Sir Patrick Hastings, KC, and Mr G.O. Slade appeared for the plaintiffs; Mr Valentine Holmes for all the defendants except Hazell, Watson and Viney, Limited, who were represented by Mr Theobald Mathew.
Sir Patrick Hastings, in announcing the settlement, by which it was agreed that Miss Shirley Temple was to receive £2,000, the film corporation £1,000, and the film company £500, stated that the first defendants were the proprietors of the magazine Night and Day, which was published in London. It was only right to say that the two last defendants, the printers and publishers, were firms of the utmost respectability and highest reputation, and were innocently responsible in the matter.
The plaintiff, Miss Shirley Temple, a child of nine years, has a world-wide reputation as an artist in films. The two plaintiff companies produced her in a film called Wee Willie Winkie, based on Rudyard Kipling’s story.
On October 28 last year Night and Day Magazines, Limited, published an article written by Mr Graham Greene. In his (counsel’s) view it was one of the most horrible libels that one could well imagine. Obviously he would not read it all – it was better that he should not – but a glance at the statement of claim, where a poster was set out, was quite sufficient to show the nature of the libel written about this child.

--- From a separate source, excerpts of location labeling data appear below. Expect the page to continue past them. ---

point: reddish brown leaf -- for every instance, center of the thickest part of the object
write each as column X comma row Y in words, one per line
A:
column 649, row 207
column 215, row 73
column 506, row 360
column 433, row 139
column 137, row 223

This beastly publication, said counsel, was written, and it was right to say that every respectable distributor in London refused to be a party to selling it. Notwithstanding that, the magazine company, with the object no doubt of increasing the sale, proceeded to advertise the fact that it had been banned.
Shirley Temple was an American and lived in America. If she had been in England and the publication in America it would have been right for the American Courts to have taken notice of it. It was equally right that, the position being reversed, her friends in America should know that the Courts here took notice of such a publication.